Despite the tariff challenges, Ford's domestic production accounts for about 80% of the vehicles it sells in the U.S., offering some protection from the pricing disadvantage. However, Farley anticipates a significant cost advantage for Asian rivals due to reduced tariffs on Japan, lower labor costs, and favorable exchange rates.
It's important to note that Ford's tariff losses are less than those for other Detroit-based OEMs General Motors and Stellantis. However, the impact of tariffs on the pricing of certain models can be substantial. For instance, a Kentucky-built Ford Escape could cost $5,000 more than a Japan-made Toyota RAV4, while a Michigan-made Ford Bronco might be undercut by a Toyota 4Runner to the tune of $10,000.
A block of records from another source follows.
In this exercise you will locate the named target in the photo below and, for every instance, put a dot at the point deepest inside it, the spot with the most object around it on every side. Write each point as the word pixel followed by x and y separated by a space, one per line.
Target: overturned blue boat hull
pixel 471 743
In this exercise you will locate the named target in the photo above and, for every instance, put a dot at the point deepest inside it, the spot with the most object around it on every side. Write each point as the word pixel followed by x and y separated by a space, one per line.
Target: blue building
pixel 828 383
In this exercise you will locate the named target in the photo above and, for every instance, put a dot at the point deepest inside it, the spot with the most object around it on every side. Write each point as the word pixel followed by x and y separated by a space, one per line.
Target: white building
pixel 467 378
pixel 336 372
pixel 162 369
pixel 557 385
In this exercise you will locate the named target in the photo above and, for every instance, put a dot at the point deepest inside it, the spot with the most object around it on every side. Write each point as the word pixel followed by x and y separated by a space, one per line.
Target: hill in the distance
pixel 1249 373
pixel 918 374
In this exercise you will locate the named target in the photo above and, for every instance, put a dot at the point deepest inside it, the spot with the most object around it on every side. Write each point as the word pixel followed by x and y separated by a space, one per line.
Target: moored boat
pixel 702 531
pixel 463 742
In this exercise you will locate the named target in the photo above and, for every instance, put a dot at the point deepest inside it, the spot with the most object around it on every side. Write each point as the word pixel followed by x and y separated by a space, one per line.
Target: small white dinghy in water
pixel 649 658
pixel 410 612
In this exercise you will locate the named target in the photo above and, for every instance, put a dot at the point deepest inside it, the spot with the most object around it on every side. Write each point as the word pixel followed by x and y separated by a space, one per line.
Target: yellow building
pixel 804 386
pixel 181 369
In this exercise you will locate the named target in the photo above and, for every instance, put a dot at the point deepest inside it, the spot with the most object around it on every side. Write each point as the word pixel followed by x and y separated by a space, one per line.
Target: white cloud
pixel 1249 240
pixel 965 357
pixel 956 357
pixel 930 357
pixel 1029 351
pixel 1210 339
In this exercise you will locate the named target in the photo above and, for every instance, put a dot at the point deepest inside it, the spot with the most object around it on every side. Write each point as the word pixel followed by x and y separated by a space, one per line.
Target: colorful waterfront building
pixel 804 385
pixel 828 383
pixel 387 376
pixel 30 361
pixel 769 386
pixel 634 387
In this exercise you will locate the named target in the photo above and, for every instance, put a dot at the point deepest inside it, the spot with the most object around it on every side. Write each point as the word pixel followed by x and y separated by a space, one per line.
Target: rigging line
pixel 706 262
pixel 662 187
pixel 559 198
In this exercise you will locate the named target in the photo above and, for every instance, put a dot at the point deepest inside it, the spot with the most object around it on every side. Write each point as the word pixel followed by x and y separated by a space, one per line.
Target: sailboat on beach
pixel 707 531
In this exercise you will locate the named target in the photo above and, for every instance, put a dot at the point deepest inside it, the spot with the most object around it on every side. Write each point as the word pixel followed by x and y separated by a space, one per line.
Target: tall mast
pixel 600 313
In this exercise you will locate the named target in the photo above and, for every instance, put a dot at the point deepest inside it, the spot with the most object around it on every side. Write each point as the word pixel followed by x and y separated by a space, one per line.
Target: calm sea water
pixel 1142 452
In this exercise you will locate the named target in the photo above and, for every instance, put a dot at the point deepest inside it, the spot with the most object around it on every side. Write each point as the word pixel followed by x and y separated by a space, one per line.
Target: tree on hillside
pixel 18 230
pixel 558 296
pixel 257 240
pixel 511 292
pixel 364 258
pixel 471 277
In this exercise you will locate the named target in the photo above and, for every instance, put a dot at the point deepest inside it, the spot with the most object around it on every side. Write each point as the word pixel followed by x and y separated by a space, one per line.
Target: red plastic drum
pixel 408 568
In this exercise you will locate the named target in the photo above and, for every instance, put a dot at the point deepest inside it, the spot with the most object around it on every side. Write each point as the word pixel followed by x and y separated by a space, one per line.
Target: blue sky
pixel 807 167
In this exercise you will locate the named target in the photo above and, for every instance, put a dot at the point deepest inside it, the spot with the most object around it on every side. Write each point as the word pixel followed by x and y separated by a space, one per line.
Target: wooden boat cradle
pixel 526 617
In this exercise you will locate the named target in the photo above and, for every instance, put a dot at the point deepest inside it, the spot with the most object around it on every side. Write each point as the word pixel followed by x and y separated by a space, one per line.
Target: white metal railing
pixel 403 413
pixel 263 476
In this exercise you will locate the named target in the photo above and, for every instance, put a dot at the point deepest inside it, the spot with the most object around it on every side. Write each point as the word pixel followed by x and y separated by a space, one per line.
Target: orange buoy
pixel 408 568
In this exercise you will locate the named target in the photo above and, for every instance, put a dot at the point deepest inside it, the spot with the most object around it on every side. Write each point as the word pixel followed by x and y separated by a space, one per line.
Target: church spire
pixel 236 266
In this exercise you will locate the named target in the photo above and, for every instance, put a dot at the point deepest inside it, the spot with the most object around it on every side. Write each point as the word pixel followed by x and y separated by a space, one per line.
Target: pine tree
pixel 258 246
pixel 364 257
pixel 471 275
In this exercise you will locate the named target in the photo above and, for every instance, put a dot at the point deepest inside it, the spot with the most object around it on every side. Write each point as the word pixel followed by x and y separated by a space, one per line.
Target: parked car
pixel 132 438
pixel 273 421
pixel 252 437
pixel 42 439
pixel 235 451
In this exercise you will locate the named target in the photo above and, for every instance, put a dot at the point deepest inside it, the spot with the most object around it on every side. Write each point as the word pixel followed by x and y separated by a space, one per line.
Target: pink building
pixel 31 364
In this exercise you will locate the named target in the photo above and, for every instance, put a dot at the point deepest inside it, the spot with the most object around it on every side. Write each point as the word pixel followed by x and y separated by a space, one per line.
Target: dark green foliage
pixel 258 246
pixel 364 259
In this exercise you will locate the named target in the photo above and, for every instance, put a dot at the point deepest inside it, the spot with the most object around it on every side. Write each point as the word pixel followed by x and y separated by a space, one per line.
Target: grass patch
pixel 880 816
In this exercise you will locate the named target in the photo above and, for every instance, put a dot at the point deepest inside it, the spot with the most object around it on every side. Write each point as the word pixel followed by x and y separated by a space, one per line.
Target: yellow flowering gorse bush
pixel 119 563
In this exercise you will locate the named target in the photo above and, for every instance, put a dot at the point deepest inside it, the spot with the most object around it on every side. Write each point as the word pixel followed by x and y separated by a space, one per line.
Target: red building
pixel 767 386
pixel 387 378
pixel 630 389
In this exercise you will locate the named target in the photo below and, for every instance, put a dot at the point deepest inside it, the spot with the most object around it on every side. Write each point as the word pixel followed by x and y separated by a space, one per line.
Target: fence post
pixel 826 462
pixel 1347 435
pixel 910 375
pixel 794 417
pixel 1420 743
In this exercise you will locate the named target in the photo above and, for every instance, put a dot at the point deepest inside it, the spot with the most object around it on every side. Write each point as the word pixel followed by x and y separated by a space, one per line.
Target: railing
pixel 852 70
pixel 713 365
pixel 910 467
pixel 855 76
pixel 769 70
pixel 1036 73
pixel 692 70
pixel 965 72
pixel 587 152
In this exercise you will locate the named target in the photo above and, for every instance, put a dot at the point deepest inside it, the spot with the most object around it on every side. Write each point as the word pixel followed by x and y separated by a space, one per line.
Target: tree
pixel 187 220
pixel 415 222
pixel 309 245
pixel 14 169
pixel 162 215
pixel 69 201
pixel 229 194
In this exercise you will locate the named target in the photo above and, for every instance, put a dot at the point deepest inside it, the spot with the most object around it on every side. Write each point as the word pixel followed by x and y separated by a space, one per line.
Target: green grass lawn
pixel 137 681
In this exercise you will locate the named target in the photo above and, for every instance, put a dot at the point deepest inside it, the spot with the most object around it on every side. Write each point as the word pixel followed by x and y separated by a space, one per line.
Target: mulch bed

Ford remains optimistic about its future, balancing the near-term profit pressure with its commitment to a sustainable and electrified future. The company continues its discussions with the U.S. administration to address the tariff challenges and level the playing field.
Technology advancements in the sports arena could lead Ford to explore partnerships with electric vehicle (EV) charging companies, potentially benefiting teams and stadia by reducing emissions while also streamlining their electricity needs.
Despite Farley's optimism, Ford's technology-driven push towards electric vehicles faces significant obstacles, with tariffs and the expensive transition from traditional internal combustion engine (ICE) vehicles threatening to impact profitability in this new sector.